Myth Busters: Stock Market Outperforming Real Estate Since 2011?
November 14, 2018
Real estate and the stock market are often compared to each other, mostly because they are the two most common places for people to invest their money. However, simply comparing growth in home prices to that of the stock market is problematic when trying to determine which is the better investment, as it doesn’t paint a complete and accurate picture.
Take, for example, a recent Business Insider blog titled, “Is buying a house a better investment than the stock market? We did the math, and the answer is clear”. In it, they charted home prices against the S&P 500 at various points throughout the housing crisis until now in order to demonstrate that stocks have consistently outperformed real estate.

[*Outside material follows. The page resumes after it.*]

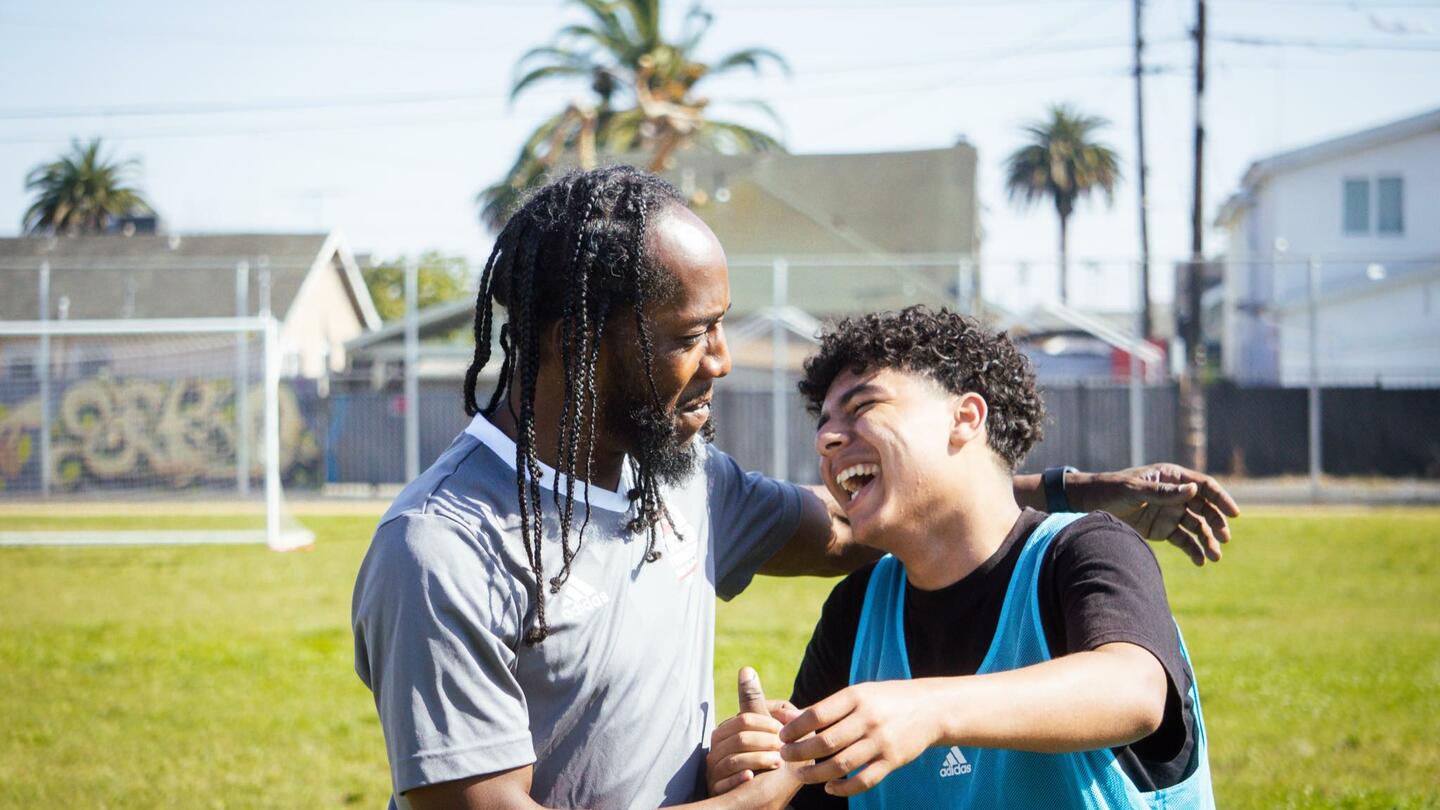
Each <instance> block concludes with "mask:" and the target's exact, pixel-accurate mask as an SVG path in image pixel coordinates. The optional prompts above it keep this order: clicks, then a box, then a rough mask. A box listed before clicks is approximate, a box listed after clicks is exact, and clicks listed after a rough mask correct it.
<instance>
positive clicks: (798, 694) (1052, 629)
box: [791, 509, 1195, 810]
mask: <svg viewBox="0 0 1440 810" xmlns="http://www.w3.org/2000/svg"><path fill="white" fill-rule="evenodd" d="M1044 519H1045V513H1043V512H1035V510H1032V509H1027V510H1025V512H1024V513H1022V515H1021V516H1020V520H1017V522H1015V526H1014V528H1011V530H1009V535H1008V536H1007V538H1005V542H1004V543H1001V546H999V548H998V549H996V551H995V553H994V555H991V558H989V559H986V561H985V562H984V564H982V565H981V566H979V568H976V569H975V571H972V572H971V574H969V575H966V577H965V578H963V579H960V581H959V582H955V584H952V585H948V587H945V588H940V589H937V591H922V589H919V588H916V587H913V585H910V584H909V582H907V584H906V594H904V638H906V651H907V653H909V657H910V673H912V676H913V677H949V676H960V675H975V670H978V669H979V666H981V663H982V662H984V659H985V653H986V651H988V650H989V646H991V641H992V640H994V636H995V627H996V624H999V613H1001V607H1002V604H1004V601H1005V591H1007V588H1008V587H1009V578H1011V574H1012V572H1014V571H1015V564H1017V561H1018V559H1020V552H1021V549H1024V546H1025V539H1027V538H1028V536H1030V533H1031V532H1032V530H1034V529H1035V528H1037V526H1040V523H1041V520H1044ZM874 568H876V566H874V565H867V566H865V568H861V569H860V571H857V572H854V574H851V575H850V577H847V578H845V579H842V581H841V582H840V584H838V585H835V589H834V591H831V594H829V598H828V600H825V608H824V610H822V611H821V617H819V623H818V624H816V626H815V634H814V636H812V637H811V641H809V646H808V647H806V649H805V659H804V660H802V662H801V669H799V673H798V675H796V676H795V690H793V693H792V695H791V702H793V703H795V705H796V706H801V708H805V706H809V705H812V703H816V702H819V700H822V699H825V698H828V696H829V695H834V693H835V692H840V690H841V689H844V687H845V686H848V685H850V660H851V654H852V653H854V649H855V630H857V628H858V627H860V613H861V608H863V607H864V602H865V588H867V587H868V584H870V575H871V574H873V572H874ZM1040 618H1041V624H1043V626H1044V630H1045V641H1047V643H1048V644H1050V654H1051V657H1060V656H1063V654H1067V653H1079V651H1084V650H1093V649H1096V647H1099V646H1102V644H1109V643H1113V641H1128V643H1130V644H1136V646H1140V647H1145V649H1146V650H1149V651H1151V653H1153V654H1155V657H1156V659H1158V660H1159V662H1161V664H1162V666H1164V667H1165V675H1166V676H1168V679H1169V696H1168V698H1166V700H1165V719H1164V721H1162V724H1161V728H1159V729H1158V731H1156V732H1155V734H1152V735H1149V736H1146V738H1145V739H1139V741H1136V742H1133V744H1130V745H1125V747H1120V748H1115V749H1113V751H1115V755H1116V758H1117V760H1119V761H1120V767H1122V768H1123V770H1125V773H1126V775H1129V777H1130V780H1132V781H1133V783H1135V784H1136V787H1139V788H1140V790H1143V791H1149V790H1158V788H1164V787H1171V785H1174V784H1178V783H1179V781H1182V780H1184V778H1185V777H1187V775H1188V765H1189V760H1191V754H1192V752H1194V747H1195V742H1194V729H1195V722H1194V706H1191V700H1189V685H1191V679H1192V675H1191V670H1189V666H1187V663H1185V659H1184V657H1182V656H1181V651H1179V636H1178V634H1176V631H1175V623H1174V620H1172V618H1171V611H1169V601H1168V600H1166V598H1165V581H1164V579H1162V577H1161V569H1159V564H1156V561H1155V555H1153V553H1152V552H1151V548H1149V545H1146V542H1145V540H1142V539H1140V538H1139V535H1136V533H1135V532H1133V530H1132V529H1130V528H1129V526H1126V525H1123V523H1120V522H1119V520H1116V519H1115V517H1112V516H1109V515H1106V513H1103V512H1096V513H1092V515H1087V516H1084V517H1081V519H1079V520H1076V522H1074V523H1071V525H1068V526H1066V528H1064V529H1063V530H1061V532H1060V535H1058V536H1056V539H1054V540H1051V543H1050V548H1048V549H1047V551H1045V558H1044V561H1043V562H1041V569H1040ZM792 806H793V807H796V809H801V810H812V809H838V807H845V806H847V803H845V800H844V798H841V797H835V796H829V794H827V793H825V791H824V785H806V787H805V788H802V790H801V793H799V794H798V796H796V797H795V801H793V803H792Z"/></svg>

Since May 2011, which roughly marks the beginning of the housing market recovery, home prices are up 48%, while the S&P 500 has shot up 99%. That means the house you bought for $1 million in 2011 is now worth $1,480,000, and the $1 million you invested in stocks around the same time has nearly doubled. These numbers alone would certainly seem to support the Business Insiders’ claim that stocks are the better investment, at least over that specific period of time. But they‘re forgetting one very important detail…
Buying a $1 million house doesn’t cost you $1 million. Assuming you paid a 20% down payment, it only cost you $200,000 initially. So that $480,000 of equity you’ve built up over 7 years since 2011 is actually a 240% increase on your initial down payment. Even after factoring in 7 years of an estimated $4,500/month in mortgage, property taxes and insurance, the $578,000 total that you have invested into your home has yielded an 83% return. Also, let’s not forget that in the 7 years of having the $800,000 mortgage – you would have paid down roughly $115,000 of principal. So while It cost you $378,000 in payments, $115,000 of that reduced debt…thus creating more equity. So the value grew to $1,480,000, but the debt shrunk from 800k to 685k. Therefore your $200,000 down payment plus your $378,000 in operating costs yielded $795,000 in equity. That’s 137% return over 7 years. Further, if you’ve been operating this home as a rental property, that extra $378,000 you’ve spent on operating costs was likely recouped by the rental income you’ve collected, as well as the tax advantages you’ve benefited from.
The important take away here is the evaluation of real estate and stock as investment options doesn’t come from a simple appreciation rate. Deeper and more detailed analysis should be done. And sometimes, it just comes down to what investments you enjoy following. Clearly, I think real estate is more fun…. Karen and I have been at it for 25 years with no intention of stopping!